A crowd of several hundred gathered in front of the Wyoming’s Capitol on Thursday to protest the U.S. Supreme Court’s ruling to overturn the landmark abortion ruling “Roe vs. Wade.”
The crowd began to gather more than one-half hour before the start of the “Rally for Our Reproductive Rights,” with attendees holding signs to protest the ruling, chanting and cheering any cars that drove by and honked in support.
“We matter, we vote,” was one of the chants. Some of the signs included the longstanding “My body, my choice” phrase, while others called on the U.S. Supreme Court to keep its “hands” off of their genitals or accusing U.S. Supreme Court Justices Brett Kavanaugh and Clarence Thomas of being sexual abusers.
Cheyenne resident Rikki Cruz brought her two daughters, Ember and Savvy, along with her husband to the rally on Thursday because she said the overturning of Roe would affect the young girls down the road.
“Ember, my nine-year-old, has already said she doesn’t want to have kids. She’s like, ‘They’re not interesting,'” Cruz told Cowboy State Daily on Thursday, as her daughter agreed with her mother in the background. “She wanted to be included and she wants to fight for her right when she comes of age.”
Ember Cruz told Cowboy State Daily she was mad about the decision, holding up a sign that said “I’m not in your little book club, stay out of my uterus,” with a hand-drawn picture of a Bible and fire surrounding it.
During the rally, speakers such as Wyoming Equality executive director Sara Burlingame and Wyoming Senate candidates Marcie Kindred and Ted Hanlon spoke. Time was also given to women to share their stories about why abortion rights were so important and need to be protected.
“I have daughters, I have daughters-in-law, I have granddaughters and I’m worried about them,” Hanlon said. “I have wonderful women friends and I’m worried about them. I have precious friends and family in the LGBTQ community and I’m worried about them.

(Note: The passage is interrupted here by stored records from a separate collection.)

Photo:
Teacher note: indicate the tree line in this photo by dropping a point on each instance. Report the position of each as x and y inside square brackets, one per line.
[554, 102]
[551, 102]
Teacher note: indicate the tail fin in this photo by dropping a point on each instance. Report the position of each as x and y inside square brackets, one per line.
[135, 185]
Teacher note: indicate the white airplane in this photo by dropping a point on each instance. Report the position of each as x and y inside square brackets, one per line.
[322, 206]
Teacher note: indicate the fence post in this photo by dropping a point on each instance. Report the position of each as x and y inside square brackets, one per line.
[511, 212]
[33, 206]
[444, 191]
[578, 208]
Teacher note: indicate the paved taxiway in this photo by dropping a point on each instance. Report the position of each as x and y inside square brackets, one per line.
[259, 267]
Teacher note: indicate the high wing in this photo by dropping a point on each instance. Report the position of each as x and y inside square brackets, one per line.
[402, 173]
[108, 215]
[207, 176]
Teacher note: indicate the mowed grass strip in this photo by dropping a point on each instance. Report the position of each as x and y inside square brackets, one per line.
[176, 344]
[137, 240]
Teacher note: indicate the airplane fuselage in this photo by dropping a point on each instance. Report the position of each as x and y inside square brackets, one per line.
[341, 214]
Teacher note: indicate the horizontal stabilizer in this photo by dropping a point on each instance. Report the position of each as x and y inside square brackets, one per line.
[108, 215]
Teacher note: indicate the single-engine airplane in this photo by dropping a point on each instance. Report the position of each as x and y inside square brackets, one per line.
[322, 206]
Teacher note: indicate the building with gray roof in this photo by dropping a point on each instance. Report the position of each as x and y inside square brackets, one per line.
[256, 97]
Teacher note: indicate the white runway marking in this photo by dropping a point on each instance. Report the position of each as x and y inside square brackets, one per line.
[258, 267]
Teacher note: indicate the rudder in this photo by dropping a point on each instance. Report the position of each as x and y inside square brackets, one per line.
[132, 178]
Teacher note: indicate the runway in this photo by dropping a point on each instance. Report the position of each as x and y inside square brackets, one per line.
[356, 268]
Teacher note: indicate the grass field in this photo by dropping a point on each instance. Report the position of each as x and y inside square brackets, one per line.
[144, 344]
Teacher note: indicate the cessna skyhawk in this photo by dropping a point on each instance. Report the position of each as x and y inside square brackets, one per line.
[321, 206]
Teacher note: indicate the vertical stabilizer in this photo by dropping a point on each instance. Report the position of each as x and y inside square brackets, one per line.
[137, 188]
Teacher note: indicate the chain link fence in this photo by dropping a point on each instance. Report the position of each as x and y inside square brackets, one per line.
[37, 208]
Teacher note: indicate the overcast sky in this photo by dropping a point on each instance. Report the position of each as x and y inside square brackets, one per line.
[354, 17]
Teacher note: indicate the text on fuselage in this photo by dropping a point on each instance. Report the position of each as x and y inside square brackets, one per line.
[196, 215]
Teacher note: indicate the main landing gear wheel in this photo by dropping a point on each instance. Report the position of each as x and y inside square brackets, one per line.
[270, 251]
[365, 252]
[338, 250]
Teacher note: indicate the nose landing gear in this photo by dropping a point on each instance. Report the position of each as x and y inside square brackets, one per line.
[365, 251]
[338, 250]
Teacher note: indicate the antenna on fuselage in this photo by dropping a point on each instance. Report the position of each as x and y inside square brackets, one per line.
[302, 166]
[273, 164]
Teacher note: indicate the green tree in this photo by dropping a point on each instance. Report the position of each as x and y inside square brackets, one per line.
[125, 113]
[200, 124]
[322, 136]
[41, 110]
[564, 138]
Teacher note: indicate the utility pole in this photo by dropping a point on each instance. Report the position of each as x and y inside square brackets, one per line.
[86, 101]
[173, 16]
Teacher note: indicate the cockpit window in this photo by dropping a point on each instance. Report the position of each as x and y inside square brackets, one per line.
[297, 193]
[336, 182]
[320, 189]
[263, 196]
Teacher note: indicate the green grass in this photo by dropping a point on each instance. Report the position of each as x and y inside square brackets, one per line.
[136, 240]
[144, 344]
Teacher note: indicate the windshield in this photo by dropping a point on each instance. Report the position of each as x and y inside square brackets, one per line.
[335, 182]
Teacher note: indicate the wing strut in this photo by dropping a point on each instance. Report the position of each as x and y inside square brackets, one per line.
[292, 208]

“This is not the time for nuance and ambiguity. It’s a time to be crystal clear. A woman has an absolute right to make her own decisions about her own body,” Hanlon continued.
A majority of the Supreme Court last week ruled that access to abortions is not a constitutionally guaranteed right and that the issue should be decided by the states. In the wake of the decision, Wyoming’s “trigger ban” law will ban most abortions in the state in less than one month.

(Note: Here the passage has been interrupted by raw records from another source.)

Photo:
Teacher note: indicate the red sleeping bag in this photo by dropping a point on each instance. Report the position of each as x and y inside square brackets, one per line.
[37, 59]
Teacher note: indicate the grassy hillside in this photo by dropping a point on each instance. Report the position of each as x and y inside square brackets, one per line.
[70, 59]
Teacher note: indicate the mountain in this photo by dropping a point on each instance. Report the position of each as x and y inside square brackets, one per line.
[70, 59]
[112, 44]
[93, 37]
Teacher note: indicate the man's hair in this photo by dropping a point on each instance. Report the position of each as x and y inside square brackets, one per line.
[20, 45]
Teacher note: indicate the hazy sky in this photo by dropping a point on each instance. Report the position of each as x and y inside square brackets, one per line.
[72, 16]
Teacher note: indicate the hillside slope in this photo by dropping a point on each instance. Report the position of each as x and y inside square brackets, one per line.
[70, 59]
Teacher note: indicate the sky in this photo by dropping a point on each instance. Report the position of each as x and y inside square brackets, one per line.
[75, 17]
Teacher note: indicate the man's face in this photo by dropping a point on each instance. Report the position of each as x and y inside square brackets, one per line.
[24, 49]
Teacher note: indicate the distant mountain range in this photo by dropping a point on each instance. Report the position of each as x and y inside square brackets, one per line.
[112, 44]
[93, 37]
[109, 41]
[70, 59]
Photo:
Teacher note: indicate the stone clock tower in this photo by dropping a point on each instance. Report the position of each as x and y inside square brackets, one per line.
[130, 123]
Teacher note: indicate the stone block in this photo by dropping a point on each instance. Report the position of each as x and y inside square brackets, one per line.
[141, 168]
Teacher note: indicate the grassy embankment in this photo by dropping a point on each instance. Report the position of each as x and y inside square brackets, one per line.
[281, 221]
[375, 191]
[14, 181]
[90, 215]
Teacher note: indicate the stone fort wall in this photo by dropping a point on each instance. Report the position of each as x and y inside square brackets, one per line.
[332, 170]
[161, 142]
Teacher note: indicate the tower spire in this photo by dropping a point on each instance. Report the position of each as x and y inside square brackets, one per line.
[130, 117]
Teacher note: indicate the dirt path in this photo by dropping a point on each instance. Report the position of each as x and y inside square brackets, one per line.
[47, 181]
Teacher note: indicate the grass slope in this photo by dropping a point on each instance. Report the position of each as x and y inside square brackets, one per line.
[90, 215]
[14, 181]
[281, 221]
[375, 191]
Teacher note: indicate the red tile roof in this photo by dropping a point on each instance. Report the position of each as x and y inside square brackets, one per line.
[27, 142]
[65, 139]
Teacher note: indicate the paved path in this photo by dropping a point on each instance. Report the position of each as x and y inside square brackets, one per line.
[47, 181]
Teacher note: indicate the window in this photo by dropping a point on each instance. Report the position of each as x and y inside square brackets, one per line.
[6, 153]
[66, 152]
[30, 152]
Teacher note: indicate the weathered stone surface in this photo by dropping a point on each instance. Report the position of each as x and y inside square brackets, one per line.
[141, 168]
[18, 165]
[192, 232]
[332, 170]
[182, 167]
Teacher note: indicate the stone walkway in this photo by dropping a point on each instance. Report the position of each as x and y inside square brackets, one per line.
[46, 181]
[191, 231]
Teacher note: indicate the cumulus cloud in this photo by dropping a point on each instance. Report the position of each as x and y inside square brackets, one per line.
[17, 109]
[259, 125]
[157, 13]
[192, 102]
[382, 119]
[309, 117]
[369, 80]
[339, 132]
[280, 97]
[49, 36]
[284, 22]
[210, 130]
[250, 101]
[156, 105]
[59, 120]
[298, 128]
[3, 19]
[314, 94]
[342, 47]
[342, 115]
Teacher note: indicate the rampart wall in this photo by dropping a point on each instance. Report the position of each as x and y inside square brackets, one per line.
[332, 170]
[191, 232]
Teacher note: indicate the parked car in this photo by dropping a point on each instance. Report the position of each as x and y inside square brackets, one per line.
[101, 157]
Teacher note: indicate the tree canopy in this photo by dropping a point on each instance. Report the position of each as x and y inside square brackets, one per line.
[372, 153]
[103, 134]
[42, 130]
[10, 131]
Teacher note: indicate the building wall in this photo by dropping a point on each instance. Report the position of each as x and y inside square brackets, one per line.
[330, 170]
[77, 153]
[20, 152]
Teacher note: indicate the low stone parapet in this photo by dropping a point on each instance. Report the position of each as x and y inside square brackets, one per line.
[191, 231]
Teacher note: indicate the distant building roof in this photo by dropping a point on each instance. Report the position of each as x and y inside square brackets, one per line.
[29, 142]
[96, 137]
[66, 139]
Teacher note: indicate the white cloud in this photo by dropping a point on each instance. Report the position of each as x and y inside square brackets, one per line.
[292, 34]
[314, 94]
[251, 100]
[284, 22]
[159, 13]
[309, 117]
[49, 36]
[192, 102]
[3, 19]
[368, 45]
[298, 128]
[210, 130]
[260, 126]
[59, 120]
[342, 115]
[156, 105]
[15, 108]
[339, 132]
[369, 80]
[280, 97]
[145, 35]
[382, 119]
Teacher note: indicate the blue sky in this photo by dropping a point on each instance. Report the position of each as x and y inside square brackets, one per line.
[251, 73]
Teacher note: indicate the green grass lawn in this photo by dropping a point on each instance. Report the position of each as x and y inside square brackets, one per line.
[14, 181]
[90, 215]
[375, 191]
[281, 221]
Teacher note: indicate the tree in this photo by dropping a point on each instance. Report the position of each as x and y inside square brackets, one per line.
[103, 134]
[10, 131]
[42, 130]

Cheyenne residents were not the only ones to turn out for the rally, nor were the participants only women.
Cowboy State Daily columnist Rod Miller could be seen in the crowd, along with Rep. Karlee Provenza, D-Laramie, and a number of colorful participants, including a woman dressed as a handmaid from the television show “The Handmaid’s Tale” and a man who donned short shorts and spiked heels who held a sign that said “Walk in her shoes.”
Megan Cragun was among a group of women who drove from Rawlins to attend the rally. All four of the women told Cowboy State Daily that this was the first time any of them had gone to such a protest.
“If they have the right to make the choices, we deserve to have the same rights,” Cragun said. “Wyoming is the Equality State. I think that should stand as a point for the rest of the United States.”
Her friend, Kimberly Morse, who held a sign featuring a coat hanger (imagery often linked to unsafe and sometimes deadly abortions) told Cowboy State Daily she remembers the days when women used to use hangers and that the nation should not go back to that.
“It’s not right,” she said.
Another woman in the group said people should be “pissed” about the ruling and added if they are not, then they are not paying attention to the world around them.
Rock Springs resident Mya Boren told Cowboy State Daily that she also had never protested before Thursday, but felt she needed to attend because the abortion ruling is part of a larger issue.
“Unfortunately, people don’t see that right now, even the ones who are celebrating this ruling,” she said. “This impacts them, too. This is about our right to our body.”
She said that despite Wyoming being the Equality State, women are not equal in the state or nation and never have been.
“It’s beyond morality. It’s about rights. This is about freedom,” Boren said.